Cell list#

Background#

In many cases, particles only interact with each other over short distances, and these interactions can be described using short-range potentials.

The Lennard-Jones potential is a common example of a short-range potential used to describe the Van der Waals interaction between particles.

(1)#\[U_{\text{vdw}}=\sum_{i\ne j}^{N_{\text{p}}}{4}\varepsilon _{ij}\left[ \left( \frac{\sigma _{ij}}{r_{ij}} \right) ^{12}-\left( \frac{\sigma _{ij}}{r_{ij}} \right) ^6 \right]\]

As shown in Eq (1), the computation of pairwise interactions has a complexity that scales with the square of the number of particles, denoted as \(N_{\text{p}}\). This leads to a quadratic increase in computational cost as the number of particles increases. However, since only particles in close proximity to a given central particle have a significant effect on it, it is important to use a data structure that efficiently identifies the neighboring particles.

../_images/cell_list.png

Fig. 2 Illustration of cell-list [1]#

The cell-list is a data structure commonly used in computational physics and chemistry simulations to efficiently compute pairwise interactions between particles in a system. It works by dividing the simulation domain into a grid of cells and assigning each particle to the cell that contains its position.

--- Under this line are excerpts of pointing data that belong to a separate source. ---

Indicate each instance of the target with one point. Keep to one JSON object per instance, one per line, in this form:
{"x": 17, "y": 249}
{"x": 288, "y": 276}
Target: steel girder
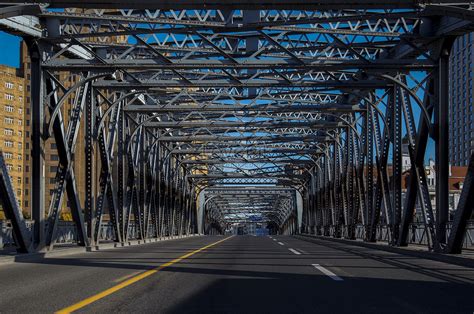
{"x": 178, "y": 101}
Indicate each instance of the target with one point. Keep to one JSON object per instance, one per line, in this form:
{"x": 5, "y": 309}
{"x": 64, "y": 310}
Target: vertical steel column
{"x": 442, "y": 146}
{"x": 397, "y": 164}
{"x": 90, "y": 168}
{"x": 37, "y": 149}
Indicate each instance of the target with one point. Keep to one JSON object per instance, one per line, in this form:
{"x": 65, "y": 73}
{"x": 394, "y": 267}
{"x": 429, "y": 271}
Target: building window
{"x": 8, "y": 131}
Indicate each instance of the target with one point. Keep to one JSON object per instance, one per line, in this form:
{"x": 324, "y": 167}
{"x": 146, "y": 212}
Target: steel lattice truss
{"x": 310, "y": 97}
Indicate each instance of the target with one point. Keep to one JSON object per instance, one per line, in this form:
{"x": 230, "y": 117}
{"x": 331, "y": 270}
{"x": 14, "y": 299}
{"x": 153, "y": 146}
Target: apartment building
{"x": 12, "y": 125}
{"x": 461, "y": 95}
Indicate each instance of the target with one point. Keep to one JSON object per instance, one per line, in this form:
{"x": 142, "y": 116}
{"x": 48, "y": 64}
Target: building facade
{"x": 12, "y": 126}
{"x": 461, "y": 106}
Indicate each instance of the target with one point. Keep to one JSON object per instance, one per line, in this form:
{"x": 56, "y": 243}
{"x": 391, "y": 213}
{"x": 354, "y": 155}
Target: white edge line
{"x": 327, "y": 272}
{"x": 295, "y": 251}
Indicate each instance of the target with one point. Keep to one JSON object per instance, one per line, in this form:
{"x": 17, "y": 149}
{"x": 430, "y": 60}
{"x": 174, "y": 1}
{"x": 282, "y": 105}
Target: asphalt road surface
{"x": 242, "y": 274}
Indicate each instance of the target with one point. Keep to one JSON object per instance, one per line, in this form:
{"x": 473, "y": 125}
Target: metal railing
{"x": 66, "y": 232}
{"x": 417, "y": 234}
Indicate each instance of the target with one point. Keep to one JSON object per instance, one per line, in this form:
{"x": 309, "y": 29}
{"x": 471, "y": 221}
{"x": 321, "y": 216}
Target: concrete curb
{"x": 445, "y": 258}
{"x": 31, "y": 257}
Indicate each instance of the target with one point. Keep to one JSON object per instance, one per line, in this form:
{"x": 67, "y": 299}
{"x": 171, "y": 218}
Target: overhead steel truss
{"x": 186, "y": 97}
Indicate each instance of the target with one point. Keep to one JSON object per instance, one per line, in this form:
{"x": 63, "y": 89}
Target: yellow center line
{"x": 127, "y": 276}
{"x": 107, "y": 292}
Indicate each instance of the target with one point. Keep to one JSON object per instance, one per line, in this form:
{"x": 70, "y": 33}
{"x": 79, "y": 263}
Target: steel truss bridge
{"x": 199, "y": 114}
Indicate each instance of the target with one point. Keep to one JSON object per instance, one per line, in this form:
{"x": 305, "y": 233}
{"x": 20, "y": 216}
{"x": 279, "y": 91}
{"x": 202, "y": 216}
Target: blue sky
{"x": 9, "y": 50}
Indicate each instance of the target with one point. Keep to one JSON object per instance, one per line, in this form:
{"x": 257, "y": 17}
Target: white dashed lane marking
{"x": 327, "y": 272}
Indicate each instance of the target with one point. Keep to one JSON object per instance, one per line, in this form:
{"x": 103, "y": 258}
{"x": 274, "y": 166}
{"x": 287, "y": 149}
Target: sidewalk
{"x": 9, "y": 255}
{"x": 465, "y": 259}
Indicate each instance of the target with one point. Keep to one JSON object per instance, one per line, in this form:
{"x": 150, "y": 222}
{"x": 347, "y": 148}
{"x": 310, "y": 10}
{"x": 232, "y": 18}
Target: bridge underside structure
{"x": 201, "y": 114}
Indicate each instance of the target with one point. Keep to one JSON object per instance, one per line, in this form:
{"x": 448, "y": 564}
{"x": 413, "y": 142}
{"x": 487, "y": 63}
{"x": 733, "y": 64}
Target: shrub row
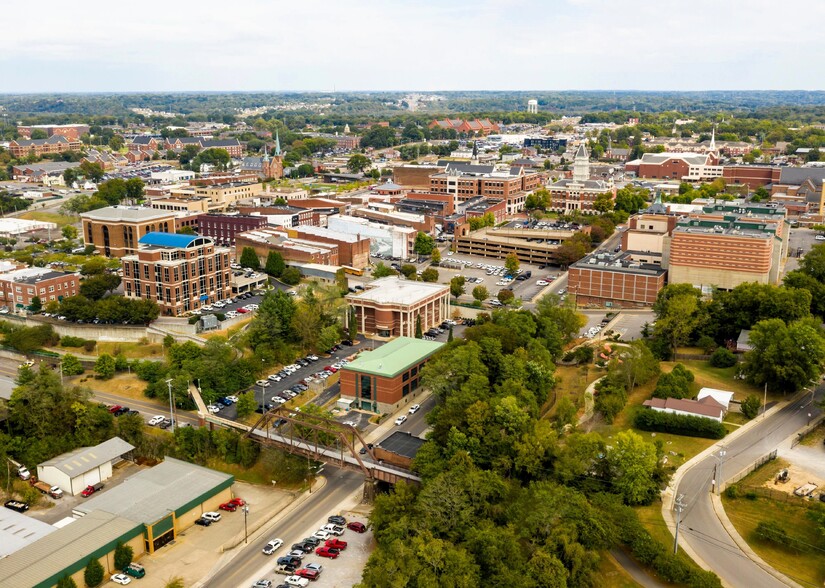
{"x": 663, "y": 422}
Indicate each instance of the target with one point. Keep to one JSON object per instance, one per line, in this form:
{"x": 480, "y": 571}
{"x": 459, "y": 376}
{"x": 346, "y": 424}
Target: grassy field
{"x": 808, "y": 569}
{"x": 61, "y": 220}
{"x": 131, "y": 350}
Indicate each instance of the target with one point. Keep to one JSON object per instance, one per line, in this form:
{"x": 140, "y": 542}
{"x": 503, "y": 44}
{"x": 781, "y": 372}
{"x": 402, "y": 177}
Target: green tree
{"x": 105, "y": 367}
{"x": 786, "y": 357}
{"x": 246, "y": 404}
{"x": 275, "y": 265}
{"x": 291, "y": 276}
{"x": 481, "y": 293}
{"x": 71, "y": 366}
{"x": 382, "y": 271}
{"x": 457, "y": 286}
{"x": 93, "y": 575}
{"x": 69, "y": 232}
{"x": 123, "y": 555}
{"x": 358, "y": 163}
{"x": 249, "y": 258}
{"x": 511, "y": 263}
{"x": 751, "y": 405}
{"x": 633, "y": 464}
{"x": 429, "y": 275}
{"x": 424, "y": 244}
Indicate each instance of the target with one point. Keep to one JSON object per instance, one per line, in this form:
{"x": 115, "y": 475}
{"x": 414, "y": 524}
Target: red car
{"x": 308, "y": 574}
{"x": 336, "y": 544}
{"x": 357, "y": 527}
{"x": 329, "y": 552}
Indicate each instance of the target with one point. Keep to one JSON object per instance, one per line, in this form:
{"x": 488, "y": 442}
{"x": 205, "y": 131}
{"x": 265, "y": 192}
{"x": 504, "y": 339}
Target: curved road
{"x": 701, "y": 529}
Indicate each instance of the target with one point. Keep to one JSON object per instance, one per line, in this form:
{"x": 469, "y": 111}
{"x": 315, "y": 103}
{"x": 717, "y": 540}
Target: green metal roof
{"x": 393, "y": 358}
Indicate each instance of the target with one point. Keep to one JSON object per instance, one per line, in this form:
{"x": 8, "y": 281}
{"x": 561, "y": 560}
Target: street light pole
{"x": 171, "y": 409}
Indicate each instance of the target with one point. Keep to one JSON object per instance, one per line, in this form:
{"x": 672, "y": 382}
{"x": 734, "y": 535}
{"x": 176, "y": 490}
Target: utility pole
{"x": 679, "y": 506}
{"x": 171, "y": 406}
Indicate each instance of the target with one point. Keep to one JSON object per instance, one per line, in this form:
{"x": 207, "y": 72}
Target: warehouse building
{"x": 67, "y": 551}
{"x": 85, "y": 466}
{"x": 164, "y": 500}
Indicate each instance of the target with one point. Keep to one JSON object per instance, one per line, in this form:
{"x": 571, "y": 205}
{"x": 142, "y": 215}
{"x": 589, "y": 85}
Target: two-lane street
{"x": 701, "y": 529}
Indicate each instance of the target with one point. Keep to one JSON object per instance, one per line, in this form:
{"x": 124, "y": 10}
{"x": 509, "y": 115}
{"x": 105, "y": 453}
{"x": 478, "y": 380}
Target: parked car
{"x": 357, "y": 527}
{"x": 327, "y": 552}
{"x": 91, "y": 489}
{"x": 272, "y": 546}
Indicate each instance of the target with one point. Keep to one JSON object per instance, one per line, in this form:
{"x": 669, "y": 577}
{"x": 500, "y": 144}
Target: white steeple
{"x": 581, "y": 165}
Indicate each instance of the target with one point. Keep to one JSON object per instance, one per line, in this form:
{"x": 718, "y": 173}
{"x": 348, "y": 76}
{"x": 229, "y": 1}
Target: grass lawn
{"x": 612, "y": 574}
{"x": 128, "y": 385}
{"x": 61, "y": 220}
{"x": 131, "y": 350}
{"x": 807, "y": 569}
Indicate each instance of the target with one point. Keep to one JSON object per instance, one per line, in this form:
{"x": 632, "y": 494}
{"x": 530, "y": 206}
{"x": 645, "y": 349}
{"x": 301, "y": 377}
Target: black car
{"x": 16, "y": 505}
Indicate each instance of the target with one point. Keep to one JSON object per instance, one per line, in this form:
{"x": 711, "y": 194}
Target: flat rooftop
{"x": 393, "y": 358}
{"x": 396, "y": 290}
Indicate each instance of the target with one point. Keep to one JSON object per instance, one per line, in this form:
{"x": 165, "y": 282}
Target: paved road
{"x": 701, "y": 528}
{"x": 292, "y": 528}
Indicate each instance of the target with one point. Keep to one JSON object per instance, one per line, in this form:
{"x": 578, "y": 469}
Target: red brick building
{"x": 19, "y": 287}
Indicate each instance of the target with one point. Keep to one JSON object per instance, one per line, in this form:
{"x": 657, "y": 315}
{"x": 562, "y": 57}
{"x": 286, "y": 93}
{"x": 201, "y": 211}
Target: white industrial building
{"x": 86, "y": 466}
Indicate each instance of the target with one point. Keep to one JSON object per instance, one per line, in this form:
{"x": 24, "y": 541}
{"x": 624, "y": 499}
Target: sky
{"x": 421, "y": 45}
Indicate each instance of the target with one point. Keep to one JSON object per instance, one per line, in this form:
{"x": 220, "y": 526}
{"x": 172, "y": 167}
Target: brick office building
{"x": 383, "y": 379}
{"x": 390, "y": 307}
{"x": 224, "y": 227}
{"x": 179, "y": 272}
{"x": 615, "y": 279}
{"x": 114, "y": 231}
{"x": 19, "y": 287}
{"x": 73, "y": 132}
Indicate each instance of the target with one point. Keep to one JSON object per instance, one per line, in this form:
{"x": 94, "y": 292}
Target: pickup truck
{"x": 53, "y": 491}
{"x": 91, "y": 489}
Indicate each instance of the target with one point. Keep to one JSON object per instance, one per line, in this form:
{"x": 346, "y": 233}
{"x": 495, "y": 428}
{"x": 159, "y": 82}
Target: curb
{"x": 719, "y": 510}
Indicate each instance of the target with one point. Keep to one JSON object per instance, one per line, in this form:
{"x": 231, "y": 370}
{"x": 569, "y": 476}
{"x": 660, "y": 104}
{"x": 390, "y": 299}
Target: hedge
{"x": 664, "y": 422}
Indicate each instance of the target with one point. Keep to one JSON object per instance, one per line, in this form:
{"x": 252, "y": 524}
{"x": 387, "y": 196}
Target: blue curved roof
{"x": 168, "y": 239}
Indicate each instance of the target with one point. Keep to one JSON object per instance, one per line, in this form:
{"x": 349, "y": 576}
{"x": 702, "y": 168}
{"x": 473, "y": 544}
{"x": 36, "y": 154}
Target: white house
{"x": 706, "y": 408}
{"x": 75, "y": 470}
{"x": 723, "y": 397}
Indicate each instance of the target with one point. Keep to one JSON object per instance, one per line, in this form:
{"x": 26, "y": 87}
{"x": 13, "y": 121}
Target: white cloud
{"x": 397, "y": 44}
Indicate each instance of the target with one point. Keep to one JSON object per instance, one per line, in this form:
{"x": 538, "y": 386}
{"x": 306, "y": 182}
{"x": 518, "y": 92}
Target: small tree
{"x": 71, "y": 366}
{"x": 275, "y": 265}
{"x": 105, "y": 366}
{"x": 246, "y": 404}
{"x": 123, "y": 555}
{"x": 457, "y": 286}
{"x": 249, "y": 258}
{"x": 93, "y": 575}
{"x": 505, "y": 296}
{"x": 511, "y": 262}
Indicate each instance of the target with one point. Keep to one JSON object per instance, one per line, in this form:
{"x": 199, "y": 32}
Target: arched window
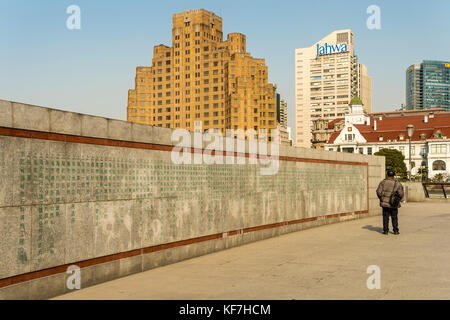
{"x": 439, "y": 165}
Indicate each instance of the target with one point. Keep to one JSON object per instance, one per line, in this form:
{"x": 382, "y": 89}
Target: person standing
{"x": 384, "y": 191}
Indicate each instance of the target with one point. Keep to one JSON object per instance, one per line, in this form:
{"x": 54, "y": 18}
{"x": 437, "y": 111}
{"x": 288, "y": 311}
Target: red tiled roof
{"x": 333, "y": 122}
{"x": 391, "y": 128}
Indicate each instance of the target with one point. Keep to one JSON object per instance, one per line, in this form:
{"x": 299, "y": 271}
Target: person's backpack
{"x": 395, "y": 198}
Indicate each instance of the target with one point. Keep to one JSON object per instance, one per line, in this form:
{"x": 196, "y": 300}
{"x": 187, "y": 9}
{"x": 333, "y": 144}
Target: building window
{"x": 349, "y": 137}
{"x": 438, "y": 148}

By doing this, particles in nearby cells are likely to interact with each other, while particles in distant cells are unlikely to interact. This reduces the number of pairwise interactions that need to be computed, resulting in a significant computational speedup.

The cell-list algorithm consists of several steps. Firstly, the simulation domain is partitioned into a grid of uniformly sized cells, with each cell defined by a cutoff radius that determines the range of particle interactions. Next, each particle is assigned to the cell containing its position, followed by the identification of neighboring cells for each particle. Finally, interactions are calculated only between the central particle and those in its own cell and neighboring cells, as particles outside of these cells are beyond the cutoff radius.

Implementation details#

Memory coalescing#

In a typical simulation, a large number of particle coordinates must be repeatedly accessed to calculate interactions during each time step. Therefore, optimizing memory access efficiency is crucial for improving the performance of molecular dynamics (MD) simulations. The data structure of the cell-list should also be optimized to achieve this goal.

../_images/coalsed-memory.png

Fig. 3 Comparison between coalesced and uncoalesced memory accessing [2]. “In this scenario, accessing memory in a coalesced manner requires only one request, whereas accessing memory in an uncoalesced manner requires 32 separate requests.#

Memory coalescing is a technique used in computer systems to optimize memory access patterns and improve performance. It involves grouping memory requests from multiple threads or blocks of threads into larger, more contiguous requests.

When a GPU executes a kernel, it does so in parallel across many threads. These threads are grouped into blocks, and each block is assigned to a streaming multiprocessor (SM) on the GPU. When a thread needs to access memory, it issues a memory request. If multiple threads in a block issue memory requests for adjacent locations in memory, these requests can be combined into a single request that reads or writes a larger block of memory.

By grouping memory requests in this way, memory coalescing reduces the number of requests that need to be sent to memory, which can improve overall performance. It also helps to reduce memory bandwidth usage, which can be a bottleneck in GPU performance.

Space filling curve#

To improve memory coalescence, we aim to access the coordinates of multiple particles simultaneously. In other words, we want to handle groups of particles in similar environments. In MDPy, we group particles in the same cell and close proximity into a tile containing 32 or fewer particles to meet GPU requirements. We then re-sequence the coordinates to follow the tile sequence, ensuring that the data of particles in the same tile is contiguous. Finally, each GPU block calculates the interactions between particles in two tiles in center or neighboring cells, allowing each block to access coalesced memory.

../_images/space_filling_curve.png

Fig. 4 Illustration of the Hilbert curve [3].#

MDPy uses a space-filling curve to group particles that are close together in space. A space-filling curve is a mathematical construct that maps a one-dimensional sequence of numbers to a two-dimensional or higher-dimensional space, preserving locality. In other words, it is a curve that traverses a space in a way that maximizes the continuity of nearby points.

The idea behind space-filling curves is that they provide a way to traverse a multi-dimensional space in a linear order, which can be useful for indexing or searching large datasets. By mapping the points in a multi-dimensional space to a one-dimensional sequence, space-filling curves can reduce the overhead of accessing and processing data.

../_images/space-partition.png

Fig. 5 Space partition result.#

The use of a space-filling curve enables us to hash the 3D coordinates of particles to obtain a sequence of particles in each cell. Based on the hashing result, we can construct a tile by re-sequencing the particle hash value.